The four ‘important questions’ usually addressed in anthropological archaeology deal with modern human origins and development, or ‘what makes us human’, the transition from small scale foraging, collecting, and hunting societies to agricultural societies, then the eventual emergence and the institutionalization of more structurally and politically complicated societies, and finally, the beginning and development of ‘civilization’. These notions are important, but what do they even mean? They largely consider economy and political organization as if they are the only factors that determine the human condition. There are other complimentary issues to think about as well: the human relationship with the physical world of nature, places, and ‘things’, the supernatural and ideological world, the interpersonal and intergroup relationships of people to each other and to ancestors near and distant, and the kind of social and natural forces that drive stasis or change through time.
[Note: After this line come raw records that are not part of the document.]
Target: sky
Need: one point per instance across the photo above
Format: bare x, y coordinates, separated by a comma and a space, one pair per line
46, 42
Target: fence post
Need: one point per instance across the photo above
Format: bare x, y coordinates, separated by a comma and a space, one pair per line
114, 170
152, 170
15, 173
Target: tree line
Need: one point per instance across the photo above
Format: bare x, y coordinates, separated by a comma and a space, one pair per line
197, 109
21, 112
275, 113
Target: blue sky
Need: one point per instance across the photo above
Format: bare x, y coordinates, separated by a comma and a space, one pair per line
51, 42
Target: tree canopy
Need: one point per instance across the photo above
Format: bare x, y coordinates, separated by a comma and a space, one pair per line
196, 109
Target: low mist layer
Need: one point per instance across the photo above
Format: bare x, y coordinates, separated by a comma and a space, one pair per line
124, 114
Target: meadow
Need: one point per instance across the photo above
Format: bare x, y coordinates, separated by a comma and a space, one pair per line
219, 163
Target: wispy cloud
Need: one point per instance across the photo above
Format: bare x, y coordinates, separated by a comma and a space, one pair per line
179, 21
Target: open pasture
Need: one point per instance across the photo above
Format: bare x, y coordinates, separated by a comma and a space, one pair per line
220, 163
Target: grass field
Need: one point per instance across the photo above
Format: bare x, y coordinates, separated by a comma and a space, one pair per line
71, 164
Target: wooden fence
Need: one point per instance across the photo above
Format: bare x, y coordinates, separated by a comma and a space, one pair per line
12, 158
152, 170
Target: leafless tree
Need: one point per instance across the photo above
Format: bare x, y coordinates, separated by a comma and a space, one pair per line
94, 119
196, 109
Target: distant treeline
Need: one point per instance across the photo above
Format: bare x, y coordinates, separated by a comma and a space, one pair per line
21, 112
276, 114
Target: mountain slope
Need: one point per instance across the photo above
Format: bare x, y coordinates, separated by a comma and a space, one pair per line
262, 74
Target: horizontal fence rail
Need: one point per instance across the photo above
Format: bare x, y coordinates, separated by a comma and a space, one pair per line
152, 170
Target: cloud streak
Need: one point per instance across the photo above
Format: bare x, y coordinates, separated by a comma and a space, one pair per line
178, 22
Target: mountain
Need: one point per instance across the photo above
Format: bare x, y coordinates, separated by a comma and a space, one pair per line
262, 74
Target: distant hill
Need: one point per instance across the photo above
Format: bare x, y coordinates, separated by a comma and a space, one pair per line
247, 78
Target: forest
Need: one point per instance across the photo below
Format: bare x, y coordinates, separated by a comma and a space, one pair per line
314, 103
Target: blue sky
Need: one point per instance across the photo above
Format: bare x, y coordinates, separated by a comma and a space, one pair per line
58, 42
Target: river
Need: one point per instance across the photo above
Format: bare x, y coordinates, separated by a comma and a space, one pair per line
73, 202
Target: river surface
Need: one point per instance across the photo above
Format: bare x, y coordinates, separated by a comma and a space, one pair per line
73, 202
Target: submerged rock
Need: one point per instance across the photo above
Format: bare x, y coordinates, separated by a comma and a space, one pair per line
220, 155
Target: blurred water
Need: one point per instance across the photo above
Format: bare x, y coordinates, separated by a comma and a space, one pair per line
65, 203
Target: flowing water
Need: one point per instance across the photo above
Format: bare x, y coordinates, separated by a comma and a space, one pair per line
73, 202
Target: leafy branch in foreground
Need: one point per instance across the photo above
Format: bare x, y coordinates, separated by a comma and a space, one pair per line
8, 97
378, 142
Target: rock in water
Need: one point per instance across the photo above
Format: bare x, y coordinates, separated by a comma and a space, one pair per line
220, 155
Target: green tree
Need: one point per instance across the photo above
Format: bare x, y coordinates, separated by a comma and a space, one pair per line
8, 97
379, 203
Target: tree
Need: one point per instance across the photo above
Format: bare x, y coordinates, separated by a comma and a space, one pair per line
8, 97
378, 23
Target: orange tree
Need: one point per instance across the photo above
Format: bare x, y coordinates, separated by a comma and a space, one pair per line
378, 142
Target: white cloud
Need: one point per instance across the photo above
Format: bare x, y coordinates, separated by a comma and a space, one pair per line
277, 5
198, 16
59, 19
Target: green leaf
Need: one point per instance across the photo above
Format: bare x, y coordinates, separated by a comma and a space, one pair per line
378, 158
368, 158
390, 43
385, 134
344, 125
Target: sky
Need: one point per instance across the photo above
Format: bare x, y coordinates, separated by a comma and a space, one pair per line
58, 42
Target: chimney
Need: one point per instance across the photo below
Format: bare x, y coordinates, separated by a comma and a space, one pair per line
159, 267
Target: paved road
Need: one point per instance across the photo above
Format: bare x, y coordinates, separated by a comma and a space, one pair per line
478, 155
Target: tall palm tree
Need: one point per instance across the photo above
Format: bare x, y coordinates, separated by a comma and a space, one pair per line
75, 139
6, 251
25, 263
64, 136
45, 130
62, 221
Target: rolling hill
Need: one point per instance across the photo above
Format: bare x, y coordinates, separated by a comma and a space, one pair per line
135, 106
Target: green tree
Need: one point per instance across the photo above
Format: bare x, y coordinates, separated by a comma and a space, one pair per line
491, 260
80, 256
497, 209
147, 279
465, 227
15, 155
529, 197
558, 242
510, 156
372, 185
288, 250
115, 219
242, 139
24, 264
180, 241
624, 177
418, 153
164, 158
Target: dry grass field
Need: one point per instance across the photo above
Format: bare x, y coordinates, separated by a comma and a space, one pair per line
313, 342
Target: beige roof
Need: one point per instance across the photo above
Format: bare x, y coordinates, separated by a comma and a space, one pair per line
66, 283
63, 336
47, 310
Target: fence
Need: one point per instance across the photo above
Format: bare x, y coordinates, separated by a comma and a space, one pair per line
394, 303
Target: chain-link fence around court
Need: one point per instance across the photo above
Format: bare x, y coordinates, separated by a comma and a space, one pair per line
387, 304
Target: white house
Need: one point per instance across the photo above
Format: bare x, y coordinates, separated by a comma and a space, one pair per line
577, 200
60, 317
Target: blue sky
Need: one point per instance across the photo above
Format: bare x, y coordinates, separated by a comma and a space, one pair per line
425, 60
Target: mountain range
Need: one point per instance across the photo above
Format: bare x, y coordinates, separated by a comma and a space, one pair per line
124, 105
This means that we will examine the development of unique ways of life in select parts of the Old World, think about them comparatively, and at the same time fit them into some basic current conceptual and theoretical discussions within archaeology, as a preview to the more intensive theoretical review that will come in the second semester and beyond, as well as more specialized courses in specific areas, time periods, and topics.

APY 655LEC: Graduate Survey of Social Anthropology

Reg. #16004
Monday, 9:00-11:40a
261 Academic Center (Paley Library)
Dr. Vasiliki Neofotistos

This course is designed to give first year graduate students a basic grounding in "classic" social theory as it was developed in between the mid-19th and mid-20th centuries.  It is the first in a two-part survey of theory in socio-cultural anthropology.  The second half (APY654), taught in spring semester, covers subsequent developments. We will begin with Marx, Durkheim, Weber, and Mauss before moving on to anthropological works informed by a growing emphasis on ethnographic/participant-observation research.  We will then turn to different schools of thought that developed in Europe and the United States in the first half of the twentieth century.  The influences of related disciplines such as history and sociology, as well as nationalism and colonialism, on the emergence of the discipline of anthropology will also be discussed. Our emphasis will be on the ways in which an understanding of foundational work in social theory may illuminate contemporary approaches to theory and method both as continuations of and breaks with previous approaches.

APY 730LEC: Advanced Problems in Areal Archaeology

Reg. #23930
Wednesday, 9:00-11:40a
261 Academic Center (Paley Library)
Dr. Colin Quinn

Topic: Prehistory of Europe

This course explores the archaeology of Neolithic and Bronze Age Europe. We will explore key transformations in social, economic, political, and ideological organization; from the arrival of farming to the emergence of regional hierarchies with persistent inequalities. Students will learn about the different intellectual frameworks employed in European archaeology and how they have influenced how archaeologists have asked questions, analyzed data, and developed narratives of social change and continuity in different regions of the continent. We will address a variety of major topics in prehistoric Europe. These include: the spread of farming and changing relationships between people and landscapes; collective identities, ideologies, and actions in early villages and towns; the emergence of specialized craft and political economies associated with metal; and how to synthesize archaeological and archaeogenetic evidence of migration, kinship, and social change. The final assessment in the course will be an independent research paper that combines theory, method, and an archaeological dataset from Europe.